You can also try some continuity checking. In a reverse polarity protection circuit with an n-channel FET, the negative of the battery should be connected to the drain, the ground of the circuit (GND pin on module) should be connected to the source and the gate should be connected to both the positive terminal of the battery and the VCC pin on the module.

kdojeteri commented 5 years ago

Thanks for the tip. I will try bridging the pads. Jut a quick question: Do I have to have the battery connected in order to connect the programmer?

bezmi commented 5 years ago

No, leave the battery disconnected and power it via the 3.3V on the programmer. The pinout of the header from bottom to top is:

  1. 3.3V
  2. GND
  3. SWDIO
  4. SWCLK
kdojeteri commented 5 years ago

Bridging the pads made it so that the programmer's indicator (the blue LED) would stay on. Before, it would turn of the moment I connected GND and VDD. But with the bridged FET pads, as you suggested, I still couldn't connect to the chip via OCD.

Open On-Chip Debugger 0.10.0
Licensed under GNU GPL v2
For bug reports, read
    http://openocd.org/doc/doxygen/bugs.html
Info : The selected transport took over low-level target control. The results might differ compared to plain JTAG/SWD
adapter speed: 1000 kHz
Info : Unable to match requested speed 1000 kHz, using 950 kHz
Info : Unable to match requested speed 1000 kHz, using 950 kHz
Info : clock speed 950 kHz
Info : STLINK v2 JTAG v17 API v2 SWIM v4 VID 0x0483 PID 0x3748
Info : using stlink api v2
Info : Target voltage: 3.211556
Error: init mode failed (unable to connect to the target)
in procedure 'init' 
in procedure 'ocd_bouncer'

In a desperate attempt involving lots of continuity checking and misinterpreting the results, I left the FET pads unconnected. Strapping the programmer to the board in this state (no FET, no bridge, nothing) allowed OpenOCD to connect, or at least that's what I thought. When I tried flashing it, it failed.

Open On-Chip Debugger 0.10.0
Licensed under GNU GPL v2
For bug reports, read
    http://openocd.org/doc/doxygen/bugs.html
Info : The selected transport took over low-level target control.

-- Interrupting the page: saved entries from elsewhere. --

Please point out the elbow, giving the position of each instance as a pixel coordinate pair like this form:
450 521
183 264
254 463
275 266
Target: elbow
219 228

The results might differ compared to plain JTAG/SWD
adapter speed: 1000 kHz
Info : Unable to match requested speed 1000 kHz, using 950 kHz
Info : Unable to match requested speed 1000 kHz, using 950 kHz
Info : clock speed 950 kHz
Info : STLINK v2 JTAG v17 API v2 SWIM v4 VID 0x0483 PID 0x3748
Info : using stlink api v2
Info : Target voltage: 3.200525
Info : nrf51.cpu: hardware has 4 breakpoints, 2 watchpoints
Info : accepting 'telnet' connection on tcp/4444
target halted due to debug-request, current mode: Thread 
xPSR: 0xc1000000 pc: 0xfffffffe msp: 0xfffffffc
Warn : Unknown device (HWID 0x000000d1)
Error: Failed to enable read-only operation
Error: Failed to erase reg: 0x4001e508 val: 0x00000000
Error: Failed to erase sector @ 0x00000000
Error: Failed to write to nrf51 flash
Error: error writing to flash at address 0x00000000 at offset 0x00000000

Info : dropped 'telnet' connection
Error: jtag status contains invalid mode value - communication failure
Polling target nrf51.cpu failed, trying to reexamine
Examination failed, GDB will be halted. Polling again in 100ms
Info : Previous state query failed, trying to reconnect
Polling target nrf51.cpu failed, trying to reexamine
Info : nrf51.cpu: hardware has 4 breakpoints, 2 watchpoints

As a sanity check, I soldered the same chip to a spare mitosis receiver board and tried programming it there. That completed successfully. So the chips aren't bad. It must be something about the boards or how I soldered them.

image

bezmi commented 5 years ago

no FET, no bridge, nothing

In this case there is no path to ground and there should be no continuity between the NRF51 GND pin and the GND pin on the programming header. I am surprised you managed to power up and connect to the NRF module in this state. Can you please check continuity between the GND pin on the header and the GND pin of the NRF51 (without the programmer connected)?

Other than that, there should be nothing wrong with PCB, especially when you short out the GND and GND_P pads on the "top" side of the board (NRF module is on the bottom).